Bug #3113

Some crunch tasks miss some input files and have others duplicated

Added by Abram Connelly about 5 years ago. Updated about 5 years ago.

Status:
Resolved
Priority:
Normal
Assigned To:
Brett Smith
Category:
Crunch
Target version:
Start date:
07/09/2014
Due date:
% Done:

100%

Estimated time:
(Total: 0.00 h)
Story points:
1.0

Description

When running pipeline instance qr1hi-d1hrv-qh1k1mg3qqokv1s on collection 0938aa40406992ee7c02666b2708fbce+73567 , some input files do not get processed and others are duplicated.

The program from the above pipeline consists of a single job, calling 'one_task_per_input_file' on the collection:

#!/usr/bin/env python
#
# Simple program to expose dropped input files and duplicated input files.
#

import arvados
import os
import sys
import subprocess as sp

arvados.job_setup.one_task_per_input_file( if_sequence=0, and_end_task=True, input_as_path=True )

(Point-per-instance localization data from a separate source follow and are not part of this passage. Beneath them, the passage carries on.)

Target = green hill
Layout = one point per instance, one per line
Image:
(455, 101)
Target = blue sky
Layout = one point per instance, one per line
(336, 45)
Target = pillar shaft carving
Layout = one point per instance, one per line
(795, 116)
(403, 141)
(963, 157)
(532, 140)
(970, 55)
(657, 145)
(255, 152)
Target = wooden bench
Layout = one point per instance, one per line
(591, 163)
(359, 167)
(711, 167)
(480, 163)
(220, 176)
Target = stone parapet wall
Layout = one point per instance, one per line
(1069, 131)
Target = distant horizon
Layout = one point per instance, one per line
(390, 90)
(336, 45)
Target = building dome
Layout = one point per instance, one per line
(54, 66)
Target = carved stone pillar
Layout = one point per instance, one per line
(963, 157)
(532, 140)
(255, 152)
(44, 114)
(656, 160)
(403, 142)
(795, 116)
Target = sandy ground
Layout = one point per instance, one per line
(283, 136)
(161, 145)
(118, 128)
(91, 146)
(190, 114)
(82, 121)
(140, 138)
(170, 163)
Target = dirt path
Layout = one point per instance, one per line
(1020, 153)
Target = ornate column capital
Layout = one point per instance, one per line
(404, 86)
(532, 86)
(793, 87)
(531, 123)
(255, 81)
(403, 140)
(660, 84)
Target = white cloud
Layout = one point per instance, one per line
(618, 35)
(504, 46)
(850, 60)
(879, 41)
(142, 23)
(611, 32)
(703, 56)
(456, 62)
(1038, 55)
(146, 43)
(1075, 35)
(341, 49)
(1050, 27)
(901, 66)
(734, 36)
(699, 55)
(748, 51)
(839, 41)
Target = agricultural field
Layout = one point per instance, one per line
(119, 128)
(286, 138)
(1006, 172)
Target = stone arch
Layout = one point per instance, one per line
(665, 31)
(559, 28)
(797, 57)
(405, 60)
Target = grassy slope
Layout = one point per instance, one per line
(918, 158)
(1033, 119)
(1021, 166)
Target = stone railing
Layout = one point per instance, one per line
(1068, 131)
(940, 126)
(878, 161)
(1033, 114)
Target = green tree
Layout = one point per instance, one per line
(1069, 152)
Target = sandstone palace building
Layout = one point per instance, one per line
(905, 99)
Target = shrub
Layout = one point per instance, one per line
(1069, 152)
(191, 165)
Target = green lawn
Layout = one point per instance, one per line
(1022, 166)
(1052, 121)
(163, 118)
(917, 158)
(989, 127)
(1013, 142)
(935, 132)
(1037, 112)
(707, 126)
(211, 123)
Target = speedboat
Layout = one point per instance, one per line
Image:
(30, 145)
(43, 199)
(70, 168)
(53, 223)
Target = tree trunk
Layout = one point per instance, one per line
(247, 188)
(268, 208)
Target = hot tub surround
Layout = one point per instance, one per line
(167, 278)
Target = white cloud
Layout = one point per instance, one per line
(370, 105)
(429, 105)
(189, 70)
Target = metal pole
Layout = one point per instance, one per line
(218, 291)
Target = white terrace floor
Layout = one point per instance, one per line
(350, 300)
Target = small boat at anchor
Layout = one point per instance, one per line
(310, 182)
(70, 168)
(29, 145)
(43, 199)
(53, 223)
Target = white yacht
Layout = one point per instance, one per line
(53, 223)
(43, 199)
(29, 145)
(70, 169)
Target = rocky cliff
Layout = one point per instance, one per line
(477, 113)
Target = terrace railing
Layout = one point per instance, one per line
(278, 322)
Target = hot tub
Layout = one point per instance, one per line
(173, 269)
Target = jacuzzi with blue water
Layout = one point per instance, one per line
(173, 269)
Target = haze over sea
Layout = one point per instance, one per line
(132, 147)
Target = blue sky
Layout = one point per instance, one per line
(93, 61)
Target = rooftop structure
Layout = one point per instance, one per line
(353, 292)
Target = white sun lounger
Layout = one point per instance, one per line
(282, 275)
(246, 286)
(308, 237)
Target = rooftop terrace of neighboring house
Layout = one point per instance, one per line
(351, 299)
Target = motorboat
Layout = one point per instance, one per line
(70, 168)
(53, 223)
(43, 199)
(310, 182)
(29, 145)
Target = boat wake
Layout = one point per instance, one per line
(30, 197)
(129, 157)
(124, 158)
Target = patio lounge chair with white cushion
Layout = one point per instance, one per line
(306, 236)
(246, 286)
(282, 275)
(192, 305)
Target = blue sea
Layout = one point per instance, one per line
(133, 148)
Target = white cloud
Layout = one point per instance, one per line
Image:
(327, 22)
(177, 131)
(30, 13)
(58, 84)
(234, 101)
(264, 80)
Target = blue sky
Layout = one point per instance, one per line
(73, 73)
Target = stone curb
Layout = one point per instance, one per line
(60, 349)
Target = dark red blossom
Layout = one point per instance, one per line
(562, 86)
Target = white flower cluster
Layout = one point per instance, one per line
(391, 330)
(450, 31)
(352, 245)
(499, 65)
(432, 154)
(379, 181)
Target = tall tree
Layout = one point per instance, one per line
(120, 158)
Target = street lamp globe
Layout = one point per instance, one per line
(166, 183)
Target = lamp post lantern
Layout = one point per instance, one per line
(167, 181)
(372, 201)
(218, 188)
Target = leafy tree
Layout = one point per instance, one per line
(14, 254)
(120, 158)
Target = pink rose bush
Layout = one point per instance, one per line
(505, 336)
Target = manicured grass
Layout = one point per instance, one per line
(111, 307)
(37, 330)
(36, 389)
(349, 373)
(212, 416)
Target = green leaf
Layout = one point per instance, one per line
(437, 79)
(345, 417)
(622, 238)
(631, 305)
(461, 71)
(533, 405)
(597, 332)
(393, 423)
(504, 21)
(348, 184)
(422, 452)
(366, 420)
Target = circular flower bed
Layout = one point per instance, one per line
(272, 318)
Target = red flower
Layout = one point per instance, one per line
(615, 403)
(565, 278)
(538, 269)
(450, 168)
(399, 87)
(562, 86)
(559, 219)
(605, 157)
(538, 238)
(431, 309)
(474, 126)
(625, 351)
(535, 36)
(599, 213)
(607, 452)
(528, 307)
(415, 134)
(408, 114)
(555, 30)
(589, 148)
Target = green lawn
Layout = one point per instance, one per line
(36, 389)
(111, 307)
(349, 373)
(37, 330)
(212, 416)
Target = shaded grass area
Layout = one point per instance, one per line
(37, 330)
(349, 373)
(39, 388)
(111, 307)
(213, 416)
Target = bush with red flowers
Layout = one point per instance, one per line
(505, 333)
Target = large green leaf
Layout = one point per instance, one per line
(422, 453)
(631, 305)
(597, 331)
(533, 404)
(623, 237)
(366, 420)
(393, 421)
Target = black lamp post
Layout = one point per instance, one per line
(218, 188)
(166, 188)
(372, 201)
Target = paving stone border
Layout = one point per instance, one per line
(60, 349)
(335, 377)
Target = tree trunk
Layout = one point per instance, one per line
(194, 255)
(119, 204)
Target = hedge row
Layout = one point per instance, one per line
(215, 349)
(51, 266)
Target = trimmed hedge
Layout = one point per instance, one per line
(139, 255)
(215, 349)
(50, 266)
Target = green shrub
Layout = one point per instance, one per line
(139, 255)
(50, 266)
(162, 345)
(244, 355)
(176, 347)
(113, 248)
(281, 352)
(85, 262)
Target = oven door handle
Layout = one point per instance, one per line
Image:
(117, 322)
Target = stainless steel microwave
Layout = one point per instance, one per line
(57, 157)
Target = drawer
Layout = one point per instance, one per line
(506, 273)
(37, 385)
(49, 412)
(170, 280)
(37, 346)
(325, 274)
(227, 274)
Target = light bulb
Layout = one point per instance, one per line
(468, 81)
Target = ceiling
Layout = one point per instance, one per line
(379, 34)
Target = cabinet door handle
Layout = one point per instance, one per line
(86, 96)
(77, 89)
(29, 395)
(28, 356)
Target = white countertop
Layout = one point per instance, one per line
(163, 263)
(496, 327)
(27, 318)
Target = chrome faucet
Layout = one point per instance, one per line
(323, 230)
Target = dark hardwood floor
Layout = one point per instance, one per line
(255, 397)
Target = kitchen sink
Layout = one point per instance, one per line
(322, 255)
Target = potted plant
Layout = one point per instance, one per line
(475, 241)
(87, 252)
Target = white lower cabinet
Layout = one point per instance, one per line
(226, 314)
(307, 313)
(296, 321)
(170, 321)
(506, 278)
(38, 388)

this_job = arvados.current_job()
this_task = arvados.current_task()
this_task_input = this_task['parameters']['input']

work_dir  = os.environ['CRUNCH_SRC']
mount_dir = os.environ['TASK_KEEPMOUNT']

input_filename = arvados.get_task_param_mount('input')

out_dir = os.path.join( arvados.current_task().tmpdir, "output" )
os.mkdir( out_dir )

out_fn = os.path.join( out_dir, "dummyfile" )
print "INPUTFILE:", input_filename

dummyExec = os.path.join( work_dir, "crunch_scripts/multipleFileBug/writedummy.sh" )
pOut = sp.check_output( [ dummyExec, "dummytext", out_fn ] )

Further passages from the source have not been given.